ISSN (Print): 1871-5265
ISSN (Online): 2212-3989

Review Article

Liver Injury in COVID-19: A Direct Hit or Collateral Damage?

Author(s): Balasubramaniyan Vairappan*, Gavin Wright, Douglas Corrigal and Ravikumar TS

Volume 22, Issue 1, 2022

Published on: 13 September, 2021

Article ID: e130921196417 Pages: 13

DOI: 10.2174/1871526521666210913110500

Price: $65

Abstract

SARS-CoV-2 is a novel coronavirus that has been identified, in December 2019, in Wuhan, China, and since it has become a worldwide pandemic, it has imposed far-reaching impacts on global human health and socio-economic activity. Worldwide, over 4 million Covid-19 related deaths were reported until September 2021. Recently published case studies have reported that Covid-19 patients develop different degrees of liver dysfunction. Inevitably, in hospitalized Covid-19 patients who develop acute liver derangement, there are a plethora of potential pathogenic causes such as direct-viral, immune-driven, and drug-induced and/or ischaemic liver injury. Patients with advanced chronic liver diseases (e.g., cirrhosis) and/or autoimmune liver disease have a poor immune function and associated poorer outcomes compared to other critically ill cohorts.
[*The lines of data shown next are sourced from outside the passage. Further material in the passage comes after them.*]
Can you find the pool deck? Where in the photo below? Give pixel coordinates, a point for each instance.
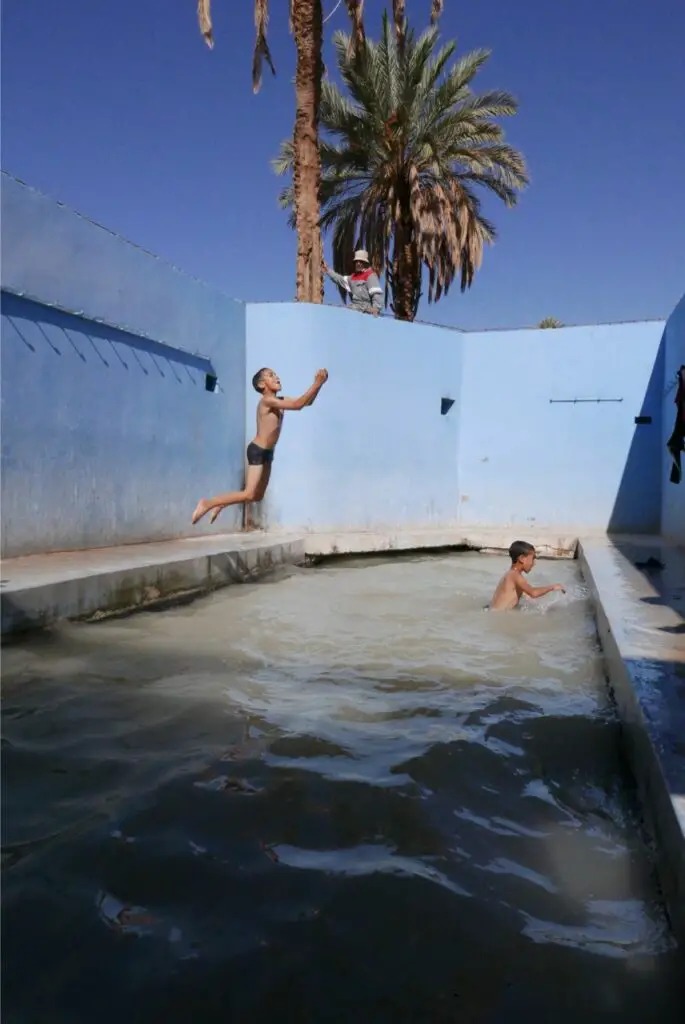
(39, 589)
(640, 614)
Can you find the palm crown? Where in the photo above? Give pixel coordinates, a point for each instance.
(402, 156)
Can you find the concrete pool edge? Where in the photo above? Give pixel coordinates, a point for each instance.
(39, 590)
(644, 654)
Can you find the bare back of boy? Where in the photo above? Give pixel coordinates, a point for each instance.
(508, 592)
(270, 411)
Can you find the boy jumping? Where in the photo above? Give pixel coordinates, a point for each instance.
(260, 451)
(512, 584)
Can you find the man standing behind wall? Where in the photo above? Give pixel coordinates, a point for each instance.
(362, 287)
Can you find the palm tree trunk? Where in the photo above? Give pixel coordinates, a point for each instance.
(405, 279)
(307, 31)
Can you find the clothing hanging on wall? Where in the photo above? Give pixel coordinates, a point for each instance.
(676, 443)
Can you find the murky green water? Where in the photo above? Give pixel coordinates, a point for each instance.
(347, 795)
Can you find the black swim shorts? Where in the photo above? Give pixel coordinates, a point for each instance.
(258, 456)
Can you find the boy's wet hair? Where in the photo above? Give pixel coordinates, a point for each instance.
(257, 379)
(519, 549)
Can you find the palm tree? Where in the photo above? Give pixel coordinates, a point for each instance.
(402, 156)
(306, 22)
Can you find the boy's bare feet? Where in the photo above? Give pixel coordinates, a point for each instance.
(201, 510)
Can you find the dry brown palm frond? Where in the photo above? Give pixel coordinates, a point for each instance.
(205, 20)
(357, 37)
(398, 18)
(261, 51)
(435, 10)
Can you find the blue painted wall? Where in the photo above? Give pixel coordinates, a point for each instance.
(525, 460)
(109, 437)
(374, 451)
(673, 496)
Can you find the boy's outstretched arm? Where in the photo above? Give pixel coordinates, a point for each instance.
(523, 587)
(294, 404)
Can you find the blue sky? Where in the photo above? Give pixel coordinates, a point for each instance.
(120, 111)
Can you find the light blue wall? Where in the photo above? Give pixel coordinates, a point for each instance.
(109, 437)
(525, 461)
(673, 496)
(374, 451)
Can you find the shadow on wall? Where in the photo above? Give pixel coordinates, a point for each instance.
(36, 325)
(643, 465)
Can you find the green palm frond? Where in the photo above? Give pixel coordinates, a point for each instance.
(408, 147)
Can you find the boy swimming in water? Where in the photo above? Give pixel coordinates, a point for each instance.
(260, 452)
(513, 584)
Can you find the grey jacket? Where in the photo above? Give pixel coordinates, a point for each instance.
(364, 289)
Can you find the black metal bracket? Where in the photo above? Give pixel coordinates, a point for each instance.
(576, 401)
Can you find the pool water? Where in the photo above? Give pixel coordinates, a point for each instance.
(343, 795)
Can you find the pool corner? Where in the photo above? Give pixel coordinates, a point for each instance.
(638, 590)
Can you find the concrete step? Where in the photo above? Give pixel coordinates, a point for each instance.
(37, 590)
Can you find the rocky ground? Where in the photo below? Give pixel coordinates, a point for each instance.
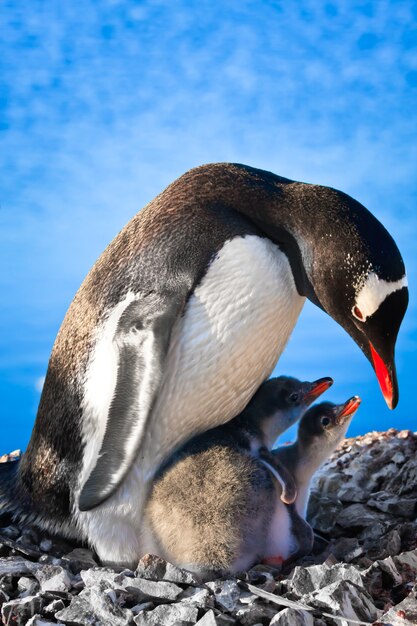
(363, 502)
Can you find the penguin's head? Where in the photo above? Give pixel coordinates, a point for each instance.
(355, 272)
(324, 425)
(280, 402)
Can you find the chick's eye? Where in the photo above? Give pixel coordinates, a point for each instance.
(356, 312)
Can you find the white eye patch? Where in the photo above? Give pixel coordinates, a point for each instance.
(372, 294)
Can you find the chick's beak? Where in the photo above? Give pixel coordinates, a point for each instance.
(317, 388)
(348, 408)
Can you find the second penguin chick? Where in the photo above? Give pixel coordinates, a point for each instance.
(211, 503)
(320, 431)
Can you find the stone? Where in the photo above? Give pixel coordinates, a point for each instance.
(154, 568)
(226, 593)
(27, 586)
(359, 516)
(139, 589)
(92, 606)
(406, 563)
(10, 531)
(17, 566)
(347, 549)
(168, 615)
(404, 613)
(78, 559)
(292, 617)
(345, 599)
(18, 612)
(196, 595)
(54, 606)
(249, 615)
(46, 545)
(386, 546)
(393, 504)
(209, 619)
(38, 620)
(322, 512)
(143, 606)
(53, 578)
(305, 580)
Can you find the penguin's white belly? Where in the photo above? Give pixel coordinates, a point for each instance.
(280, 543)
(233, 331)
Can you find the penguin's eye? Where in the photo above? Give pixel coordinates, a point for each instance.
(356, 312)
(294, 397)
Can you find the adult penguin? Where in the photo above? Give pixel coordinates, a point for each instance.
(178, 323)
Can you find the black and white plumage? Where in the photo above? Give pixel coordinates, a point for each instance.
(180, 320)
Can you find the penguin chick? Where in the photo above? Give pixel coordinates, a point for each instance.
(210, 506)
(320, 431)
(276, 406)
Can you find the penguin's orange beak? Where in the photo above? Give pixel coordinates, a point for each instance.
(317, 388)
(386, 381)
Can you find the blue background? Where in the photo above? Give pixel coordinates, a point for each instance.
(104, 103)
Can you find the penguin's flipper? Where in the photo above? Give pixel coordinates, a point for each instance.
(142, 340)
(282, 475)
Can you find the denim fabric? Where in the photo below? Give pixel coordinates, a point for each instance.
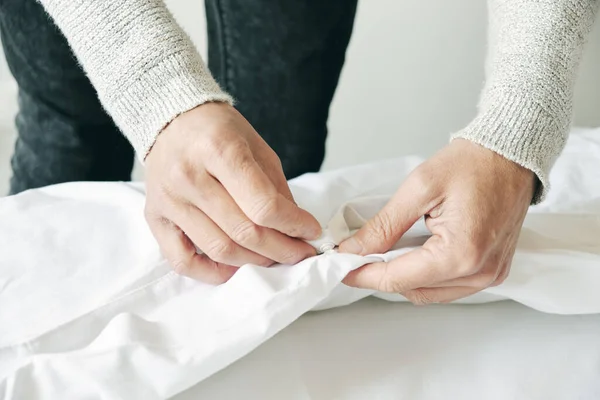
(280, 60)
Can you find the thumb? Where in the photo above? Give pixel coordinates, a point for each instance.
(386, 228)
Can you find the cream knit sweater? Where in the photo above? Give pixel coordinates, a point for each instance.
(147, 71)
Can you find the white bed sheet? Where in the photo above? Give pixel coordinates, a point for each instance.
(89, 309)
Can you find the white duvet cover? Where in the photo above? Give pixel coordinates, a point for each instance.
(90, 310)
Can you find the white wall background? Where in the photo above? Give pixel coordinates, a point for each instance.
(413, 74)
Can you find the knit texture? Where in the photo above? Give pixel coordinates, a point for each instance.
(526, 105)
(147, 71)
(144, 67)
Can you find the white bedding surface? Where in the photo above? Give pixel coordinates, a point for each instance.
(388, 351)
(89, 309)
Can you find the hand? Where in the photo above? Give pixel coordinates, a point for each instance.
(474, 202)
(211, 181)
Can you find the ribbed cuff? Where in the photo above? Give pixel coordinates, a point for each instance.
(177, 84)
(521, 131)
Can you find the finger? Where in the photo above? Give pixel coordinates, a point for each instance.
(387, 227)
(235, 224)
(412, 270)
(425, 296)
(213, 242)
(259, 199)
(181, 254)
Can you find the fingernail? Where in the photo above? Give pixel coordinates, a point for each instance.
(351, 245)
(315, 233)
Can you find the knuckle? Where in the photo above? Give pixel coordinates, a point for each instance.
(470, 260)
(221, 250)
(179, 174)
(382, 229)
(216, 146)
(247, 233)
(423, 182)
(419, 297)
(264, 209)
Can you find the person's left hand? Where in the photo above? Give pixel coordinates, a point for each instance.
(474, 202)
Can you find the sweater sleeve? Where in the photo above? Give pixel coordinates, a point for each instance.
(525, 108)
(144, 67)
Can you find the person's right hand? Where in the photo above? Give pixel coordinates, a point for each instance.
(213, 182)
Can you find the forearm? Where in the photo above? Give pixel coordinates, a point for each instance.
(525, 108)
(143, 65)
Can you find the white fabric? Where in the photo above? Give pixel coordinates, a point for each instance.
(88, 308)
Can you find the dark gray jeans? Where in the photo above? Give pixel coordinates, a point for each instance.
(280, 59)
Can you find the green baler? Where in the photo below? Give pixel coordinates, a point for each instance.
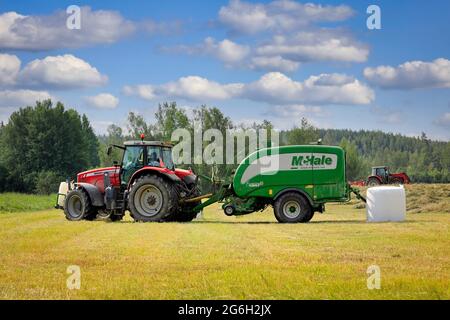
(296, 180)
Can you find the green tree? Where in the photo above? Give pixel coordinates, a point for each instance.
(168, 118)
(43, 138)
(91, 142)
(355, 164)
(305, 134)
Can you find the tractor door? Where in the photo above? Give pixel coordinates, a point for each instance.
(133, 160)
However, largely any immediate liver derangement tends to be relatively mild, and as such, any de novo liver injury may not be a significant feature of Covid-19. There is an immediate necessity, therefore, to better understand the liver-specific pathophysiology of COVID-19. This review focuses on the up-to-date information regarding Covid-19 and associated indices for liver dysfunction, possible mechanisms, and potential drug targeted therapies in Covid-19 patients with and without liver dysfunction. PubMed database was used to perform an extensive literature search using the keywords liver and SARS-CoV-2, liver and Covid-19, Covid 19 and treatment, etc.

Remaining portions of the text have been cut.